Anzeige der Artikel nach Schlagwörtern: Jagd mit

… Es war einmal ein Jäger…

der wünschte sich, auch bei Nacht jagdlich sehen zu können. Man begehrte mehr Nächte mit ausreichendem Mondlicht und/oder Schnee, als die, welche die Natur ermöglichte.

1. Station:
Im Sommer 2016 informierte er sich über etwaige technische Möglichkeiten, Vertrieb und Erfahrungswerte. Im Schießkino wurde dann vertraulich dieses Thema erstmals kommuniziert und erfahren, dass wohl andere Jäger eine Art Bildschirm auf dem ZF hätten, in den hineingeschaut werden kann und wo die Szenerie abgebildet wurde. Das Gerät dieser Art – im Preisbereich von ca. 700,- Euro – wurde bei einem nahegelegenen Händler auf Kommission besorgt und ausprobiert. Erste Faszination wurde von Ernüchterung abgelöst. Zwar konnte bei Restlicht durchaus Wild und Details erkannt werden, der ungewohnte Blick in einen auf dem ZF montierten Monitor und die Bildqualität des digitalen Gerätes waren jedoch nicht überzeugend. Einziger Vorteil: Keine Treffpunktabweichung aufgrund der „Nachsatz-Technik“, d.h. eine Montage auf Okularseite. Dieses Gerät wurde mit optionaler Vereinbarung wieder an den Händler zurückgegeben. 

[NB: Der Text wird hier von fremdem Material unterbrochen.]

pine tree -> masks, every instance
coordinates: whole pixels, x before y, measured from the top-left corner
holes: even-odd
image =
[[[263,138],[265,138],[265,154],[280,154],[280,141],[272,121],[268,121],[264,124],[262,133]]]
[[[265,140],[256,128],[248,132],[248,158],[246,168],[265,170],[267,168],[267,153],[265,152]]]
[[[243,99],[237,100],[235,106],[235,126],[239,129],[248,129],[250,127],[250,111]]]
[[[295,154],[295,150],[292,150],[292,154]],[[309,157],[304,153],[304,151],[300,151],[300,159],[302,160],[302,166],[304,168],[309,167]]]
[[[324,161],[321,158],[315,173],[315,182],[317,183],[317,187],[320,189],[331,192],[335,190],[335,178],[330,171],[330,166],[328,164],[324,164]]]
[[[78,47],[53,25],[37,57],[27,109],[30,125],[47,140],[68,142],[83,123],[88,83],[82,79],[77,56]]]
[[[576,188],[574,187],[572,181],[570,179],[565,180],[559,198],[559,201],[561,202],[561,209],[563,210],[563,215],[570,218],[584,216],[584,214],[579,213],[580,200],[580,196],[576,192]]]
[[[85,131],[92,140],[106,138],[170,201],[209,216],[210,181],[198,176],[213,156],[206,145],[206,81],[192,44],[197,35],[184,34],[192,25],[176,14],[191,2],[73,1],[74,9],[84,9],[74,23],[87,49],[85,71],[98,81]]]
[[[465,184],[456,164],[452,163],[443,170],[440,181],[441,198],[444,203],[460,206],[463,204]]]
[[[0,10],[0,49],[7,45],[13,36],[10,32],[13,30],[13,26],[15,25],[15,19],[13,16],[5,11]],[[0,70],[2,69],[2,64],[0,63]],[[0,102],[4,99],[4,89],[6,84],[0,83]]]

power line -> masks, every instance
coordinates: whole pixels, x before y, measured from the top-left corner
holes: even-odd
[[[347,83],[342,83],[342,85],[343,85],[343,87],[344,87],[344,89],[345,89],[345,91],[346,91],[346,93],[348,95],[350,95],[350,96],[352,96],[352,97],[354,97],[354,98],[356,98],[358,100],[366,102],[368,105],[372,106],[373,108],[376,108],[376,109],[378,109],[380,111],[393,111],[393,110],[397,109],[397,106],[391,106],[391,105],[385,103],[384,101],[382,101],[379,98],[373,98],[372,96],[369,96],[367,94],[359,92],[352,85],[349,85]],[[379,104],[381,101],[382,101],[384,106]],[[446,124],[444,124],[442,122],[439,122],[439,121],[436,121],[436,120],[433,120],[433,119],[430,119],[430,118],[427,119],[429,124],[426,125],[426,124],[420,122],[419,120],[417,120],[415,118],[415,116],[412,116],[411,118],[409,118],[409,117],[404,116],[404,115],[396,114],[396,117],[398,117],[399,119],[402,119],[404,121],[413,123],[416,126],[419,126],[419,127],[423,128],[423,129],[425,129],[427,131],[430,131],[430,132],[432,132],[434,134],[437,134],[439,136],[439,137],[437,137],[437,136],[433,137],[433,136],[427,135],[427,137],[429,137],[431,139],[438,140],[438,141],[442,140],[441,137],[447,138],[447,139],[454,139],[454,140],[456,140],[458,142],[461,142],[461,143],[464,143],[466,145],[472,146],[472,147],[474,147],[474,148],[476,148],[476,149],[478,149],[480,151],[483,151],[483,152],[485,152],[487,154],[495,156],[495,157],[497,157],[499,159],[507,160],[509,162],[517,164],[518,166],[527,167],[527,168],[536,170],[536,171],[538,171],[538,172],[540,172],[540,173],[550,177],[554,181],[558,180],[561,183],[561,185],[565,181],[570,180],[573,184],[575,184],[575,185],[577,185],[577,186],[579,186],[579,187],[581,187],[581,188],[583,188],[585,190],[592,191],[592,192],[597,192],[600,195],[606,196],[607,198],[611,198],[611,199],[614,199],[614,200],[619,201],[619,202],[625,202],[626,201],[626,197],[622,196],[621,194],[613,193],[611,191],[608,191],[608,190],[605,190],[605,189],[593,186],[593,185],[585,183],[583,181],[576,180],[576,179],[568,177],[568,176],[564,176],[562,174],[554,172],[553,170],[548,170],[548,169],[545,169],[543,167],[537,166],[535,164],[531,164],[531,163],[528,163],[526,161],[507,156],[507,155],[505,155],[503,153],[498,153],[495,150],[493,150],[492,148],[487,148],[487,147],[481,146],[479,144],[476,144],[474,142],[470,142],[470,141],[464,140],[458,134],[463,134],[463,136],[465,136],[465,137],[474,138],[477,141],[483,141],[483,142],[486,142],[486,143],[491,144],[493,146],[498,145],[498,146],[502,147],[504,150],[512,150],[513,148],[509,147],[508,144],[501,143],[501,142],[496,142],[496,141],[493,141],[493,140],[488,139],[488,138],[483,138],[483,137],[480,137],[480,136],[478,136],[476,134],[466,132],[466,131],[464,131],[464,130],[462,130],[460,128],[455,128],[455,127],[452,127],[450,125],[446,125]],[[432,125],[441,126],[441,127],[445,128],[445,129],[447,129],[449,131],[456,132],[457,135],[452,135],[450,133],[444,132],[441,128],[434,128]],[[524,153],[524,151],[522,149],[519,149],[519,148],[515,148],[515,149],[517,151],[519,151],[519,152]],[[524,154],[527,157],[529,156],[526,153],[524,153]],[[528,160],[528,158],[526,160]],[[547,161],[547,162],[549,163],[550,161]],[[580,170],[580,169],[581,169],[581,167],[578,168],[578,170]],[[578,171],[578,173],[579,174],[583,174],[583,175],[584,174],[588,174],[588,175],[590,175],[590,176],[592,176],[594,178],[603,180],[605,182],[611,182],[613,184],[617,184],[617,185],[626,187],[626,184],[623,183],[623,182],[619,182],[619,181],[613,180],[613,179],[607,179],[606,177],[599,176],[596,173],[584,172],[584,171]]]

2. Station und zweiter Händler:
Im Oktober 2016 erwarben ich und ein mir bekannter Jägersfreund bei einem im Netz stark vertretenen Händler jeweils ein neues digitales Nachtsichtgerät. Es handelte sich um ein Gerät für ca. 1350,- Euro (Inklusiv Adapter und Zubehör). Obwohl der Händler mir bei seiner persönlichen Beratung eigentlich zu einem hochwertigen Gerät (Kaufpreis damals ca. 2800,- Euro) mit Röhrentechnik und Restlichtnutzung riet, entschieden wir uns aus Preisgründen für das digitale Vorsatzgerät auf Objektivebene. Die Sicht und das Bild waren für diesen Preis angemessen – jedoch war das Einschießen und die variierende Treffpunktlage ein großes Problem. Bei dem Gerät meines Jagdfreundes noch mehr, der somit umso unzufriedener war. Dieses Gerät ist bis heute in meinem Besitz, wird aber so gut wie nicht mehr verwendet, da an einen absolut sicheren Schuss nicht zu denken ist.